One of the questions I ask when people are signing up for an OceanFit clinic is “can you float for 2 minutes?”
It’s part of a basic set of questions I use to gauge a person’s swimming ability.
At some clinics, I also put it out as a more general question to the group – “how long can you float for?”
Before you read on, think about how you would answer this question.
That’s about the range of answers I get.
But, here’s the thing. You can most definitely keep yourself afloat for much much longer than that.
To prove it to our participants, one of the many learning outcomes in our clinics is understanding your ‘real’ ability to keep yourself afloat in deep water, as opposed to your – terribly out-of-whack – ‘perceived’ ability.
In our Ocean Confidence clinic, it’s the primary learning outcome and we spend 45 minutes in water over our heads; floating, treading water, and generally doing whatever we can to fill the time, just to prove to participants they can do it.
In our Learn To Ocean Swim clinic, we spend an hour or more out the back learning skills in the deep water, with participants intrinsically learning they have this ability.

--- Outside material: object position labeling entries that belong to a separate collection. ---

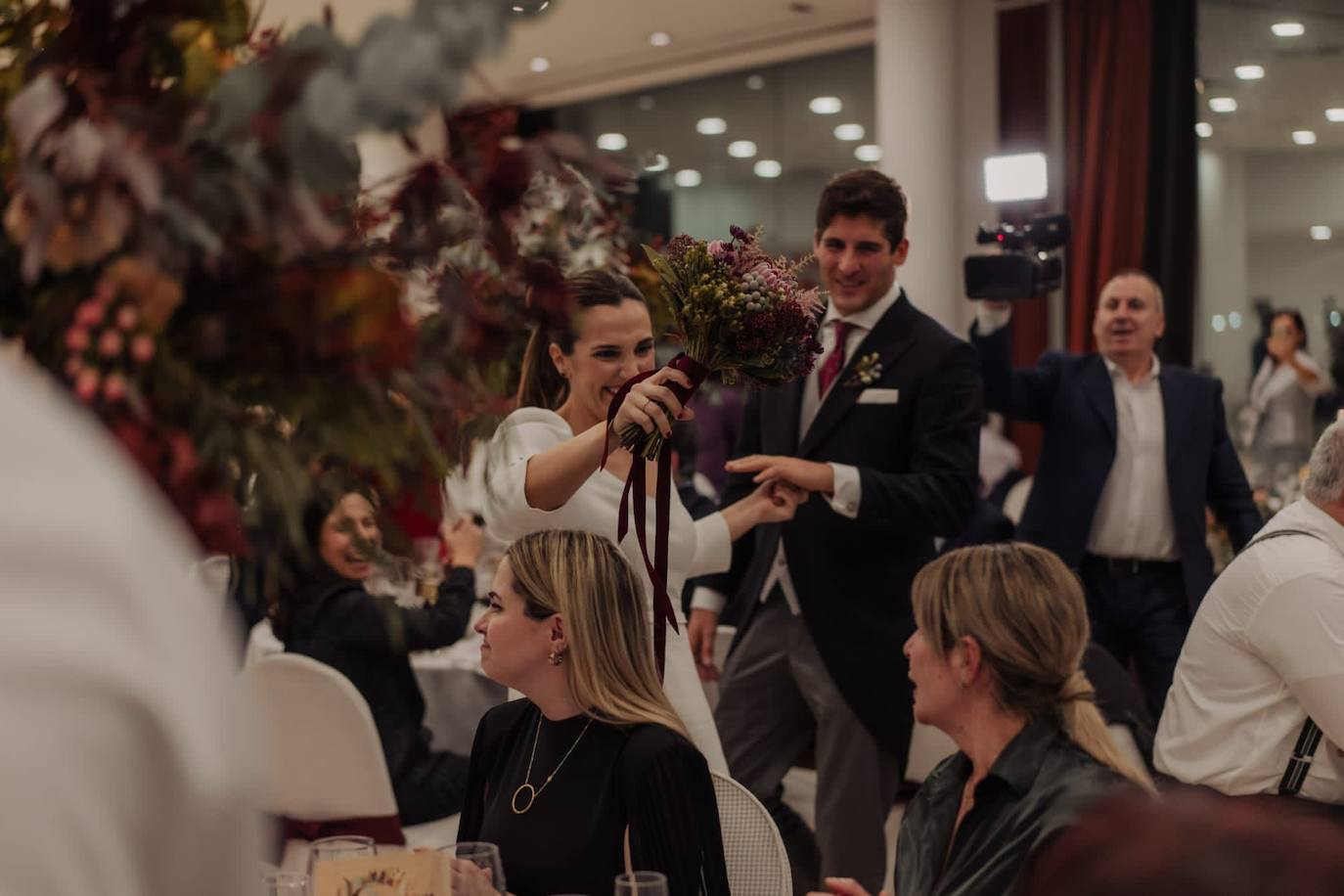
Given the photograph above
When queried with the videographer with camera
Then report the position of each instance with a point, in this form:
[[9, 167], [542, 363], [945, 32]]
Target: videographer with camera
[[1133, 452]]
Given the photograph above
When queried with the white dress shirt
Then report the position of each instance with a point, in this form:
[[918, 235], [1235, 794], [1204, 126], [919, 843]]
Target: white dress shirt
[[1133, 515], [848, 490], [1265, 650]]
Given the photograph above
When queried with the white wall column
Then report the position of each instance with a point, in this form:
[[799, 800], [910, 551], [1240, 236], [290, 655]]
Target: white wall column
[[937, 113]]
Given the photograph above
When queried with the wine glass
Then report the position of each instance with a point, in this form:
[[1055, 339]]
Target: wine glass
[[330, 848], [485, 856], [285, 884], [642, 882]]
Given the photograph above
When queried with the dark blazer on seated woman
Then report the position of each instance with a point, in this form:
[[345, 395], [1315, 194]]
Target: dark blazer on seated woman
[[607, 780], [367, 640], [1041, 784]]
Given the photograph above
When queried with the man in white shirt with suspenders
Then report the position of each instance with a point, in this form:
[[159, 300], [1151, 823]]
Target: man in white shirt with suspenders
[[1257, 704]]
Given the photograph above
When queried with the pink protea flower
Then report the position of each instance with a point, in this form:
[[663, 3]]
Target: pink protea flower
[[126, 317], [114, 387], [77, 338], [86, 384], [143, 348], [111, 342]]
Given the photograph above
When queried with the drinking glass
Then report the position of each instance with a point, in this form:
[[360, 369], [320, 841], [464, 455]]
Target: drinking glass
[[482, 856], [642, 882], [285, 884], [330, 848]]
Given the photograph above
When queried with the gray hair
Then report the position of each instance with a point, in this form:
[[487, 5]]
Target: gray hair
[[1325, 470]]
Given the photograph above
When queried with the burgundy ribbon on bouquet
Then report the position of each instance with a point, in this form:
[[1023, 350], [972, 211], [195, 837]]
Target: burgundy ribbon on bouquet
[[663, 612]]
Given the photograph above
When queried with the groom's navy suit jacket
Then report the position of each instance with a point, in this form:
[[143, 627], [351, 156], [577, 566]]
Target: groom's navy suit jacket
[[918, 465]]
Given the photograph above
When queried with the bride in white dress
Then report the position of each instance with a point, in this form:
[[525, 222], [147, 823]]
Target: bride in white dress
[[543, 464]]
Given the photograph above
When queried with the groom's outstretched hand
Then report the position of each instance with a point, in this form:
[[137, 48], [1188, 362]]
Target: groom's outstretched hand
[[804, 474]]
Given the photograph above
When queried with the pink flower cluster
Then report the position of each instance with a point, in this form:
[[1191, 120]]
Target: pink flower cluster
[[107, 347]]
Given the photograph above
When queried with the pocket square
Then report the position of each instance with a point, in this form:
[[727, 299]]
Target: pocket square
[[879, 396]]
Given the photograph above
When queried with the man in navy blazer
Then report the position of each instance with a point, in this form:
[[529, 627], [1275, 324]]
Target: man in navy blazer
[[886, 431], [1135, 450]]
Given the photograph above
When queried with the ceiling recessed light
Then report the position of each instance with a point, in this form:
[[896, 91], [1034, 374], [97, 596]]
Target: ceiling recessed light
[[687, 177]]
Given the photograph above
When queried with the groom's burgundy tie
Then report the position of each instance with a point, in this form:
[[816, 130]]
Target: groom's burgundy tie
[[834, 360]]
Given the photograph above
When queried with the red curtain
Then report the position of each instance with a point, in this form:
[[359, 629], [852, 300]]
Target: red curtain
[[1107, 62]]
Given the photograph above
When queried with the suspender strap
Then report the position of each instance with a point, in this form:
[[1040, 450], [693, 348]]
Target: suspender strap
[[1300, 763]]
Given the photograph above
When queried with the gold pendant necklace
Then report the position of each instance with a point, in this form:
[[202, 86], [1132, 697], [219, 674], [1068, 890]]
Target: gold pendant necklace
[[532, 792]]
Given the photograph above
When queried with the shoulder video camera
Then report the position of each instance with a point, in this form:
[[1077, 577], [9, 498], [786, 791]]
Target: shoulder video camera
[[1028, 262]]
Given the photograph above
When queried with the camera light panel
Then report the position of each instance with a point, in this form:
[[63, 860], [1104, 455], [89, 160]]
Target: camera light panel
[[1010, 179]]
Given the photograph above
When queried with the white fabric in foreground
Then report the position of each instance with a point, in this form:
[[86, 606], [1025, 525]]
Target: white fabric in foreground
[[124, 755]]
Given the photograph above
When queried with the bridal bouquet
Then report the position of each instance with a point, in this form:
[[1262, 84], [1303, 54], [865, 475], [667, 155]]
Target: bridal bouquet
[[737, 310]]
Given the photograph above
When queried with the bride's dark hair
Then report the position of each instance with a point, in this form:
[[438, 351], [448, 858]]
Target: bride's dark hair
[[541, 384]]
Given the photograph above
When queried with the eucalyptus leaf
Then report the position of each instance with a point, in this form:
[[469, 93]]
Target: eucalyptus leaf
[[331, 105]]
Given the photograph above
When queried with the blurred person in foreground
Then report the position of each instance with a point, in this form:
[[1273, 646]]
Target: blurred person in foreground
[[331, 617], [995, 662], [1191, 844], [1261, 680], [124, 751], [592, 770]]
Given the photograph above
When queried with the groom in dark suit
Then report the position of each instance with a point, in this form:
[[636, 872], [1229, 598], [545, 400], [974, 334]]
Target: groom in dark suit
[[1135, 450], [887, 430]]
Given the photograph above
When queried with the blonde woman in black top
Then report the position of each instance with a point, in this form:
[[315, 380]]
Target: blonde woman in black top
[[995, 661], [593, 760]]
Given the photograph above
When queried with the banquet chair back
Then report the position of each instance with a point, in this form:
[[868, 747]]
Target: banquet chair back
[[751, 846], [323, 755]]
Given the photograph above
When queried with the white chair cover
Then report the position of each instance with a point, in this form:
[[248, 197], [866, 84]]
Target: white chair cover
[[323, 751], [1015, 503], [751, 846], [323, 755]]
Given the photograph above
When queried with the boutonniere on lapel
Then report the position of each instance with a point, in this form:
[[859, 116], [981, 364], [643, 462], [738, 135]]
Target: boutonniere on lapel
[[866, 371]]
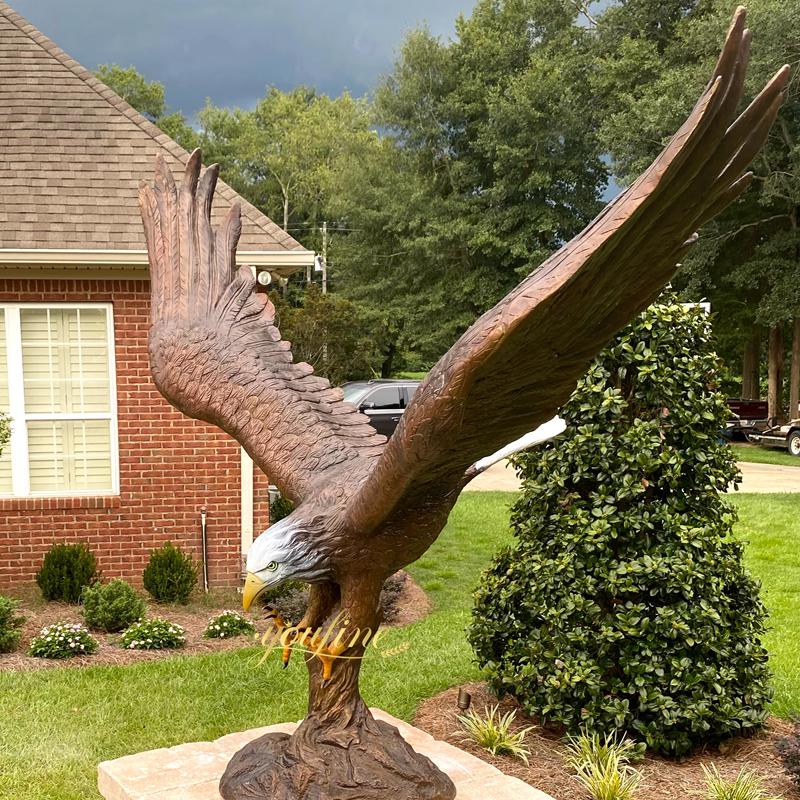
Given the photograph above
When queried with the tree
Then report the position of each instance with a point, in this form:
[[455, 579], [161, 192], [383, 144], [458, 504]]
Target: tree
[[286, 149], [488, 163], [332, 334], [623, 603], [148, 98]]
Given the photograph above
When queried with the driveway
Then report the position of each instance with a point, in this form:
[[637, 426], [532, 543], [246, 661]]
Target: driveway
[[757, 478]]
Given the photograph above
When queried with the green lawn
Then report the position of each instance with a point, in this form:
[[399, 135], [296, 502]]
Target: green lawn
[[763, 455], [55, 725]]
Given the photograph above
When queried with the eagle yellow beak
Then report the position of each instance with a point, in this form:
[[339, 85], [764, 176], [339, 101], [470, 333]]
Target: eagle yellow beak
[[253, 586]]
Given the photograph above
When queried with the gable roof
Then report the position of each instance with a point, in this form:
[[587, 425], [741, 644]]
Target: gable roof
[[72, 153]]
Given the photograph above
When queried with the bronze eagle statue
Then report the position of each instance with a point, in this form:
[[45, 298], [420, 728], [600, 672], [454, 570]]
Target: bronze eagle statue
[[366, 507]]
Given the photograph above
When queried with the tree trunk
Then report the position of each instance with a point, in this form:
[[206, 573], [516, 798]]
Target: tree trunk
[[794, 389], [751, 366], [340, 751], [775, 395]]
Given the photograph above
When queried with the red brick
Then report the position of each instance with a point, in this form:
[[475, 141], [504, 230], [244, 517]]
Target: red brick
[[169, 465]]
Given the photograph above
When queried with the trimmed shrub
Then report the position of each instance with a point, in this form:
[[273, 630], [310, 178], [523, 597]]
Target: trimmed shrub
[[10, 624], [623, 604], [153, 634], [170, 575], [228, 624], [279, 508], [113, 606], [65, 571], [63, 640]]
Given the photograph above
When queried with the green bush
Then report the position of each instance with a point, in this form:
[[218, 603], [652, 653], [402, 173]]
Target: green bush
[[111, 607], [65, 571], [228, 624], [623, 604], [153, 634], [10, 624], [170, 575], [63, 640], [279, 508]]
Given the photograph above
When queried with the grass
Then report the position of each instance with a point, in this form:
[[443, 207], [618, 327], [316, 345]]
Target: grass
[[755, 454], [768, 523], [56, 725]]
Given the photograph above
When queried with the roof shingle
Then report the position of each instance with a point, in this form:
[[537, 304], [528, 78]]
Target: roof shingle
[[72, 153]]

Why is it important to know you can float longer than you think you can?
Because, when you know you’ve got time you’ll be able to make rational decisions about your safety. You can plot your own rescue, or wait for help.
On the flip side, those who think that they can only float for a couple of minutes are going to make life-threatening irrational decisions that may have dire consequences. If you thought you only had minutes to live, wouldn’t you?
To prove this theory with a recent real-life example, take this incredible story of Carnival Cruise passenger, James Grimes, who in November fell off the ship he was on and spent more than 15 hours in the water before he was miraculously rescued.
If you’d asked James before he boarded the ship how long he could float, he’d have said he wasn’t capable of floating (because that’s what he told a reporter after being rescued). Yet, he did so for the combined length of time you spend working and sleeping each day.
He went on to say that it was “a miracle that I’m not already dead,” and credited his survival to his faith and positive attitude, adding he even created songs to keep his spirits up.
For someone who ‘couldn’t float’ but spent 15 hours floating, that’s a miracle alright. Or is it?
And so it’s been great to follow the momentum of the team behind the Float To Survive water safety campaign, led by Bondi Rescue star and Waverley Lifeguard, Bruce ‘Hoppo’ Hopkins and surf ironman legend Craig Riddington.
The Float To Survive campaign, similar to the UK RNLI’s Float to Live mantra, is a simple message we can easily communicate with the public in the complex and cluttered world of water safety messaging.
You may not need to hear the message yourself, but you can help spread the word among those who do.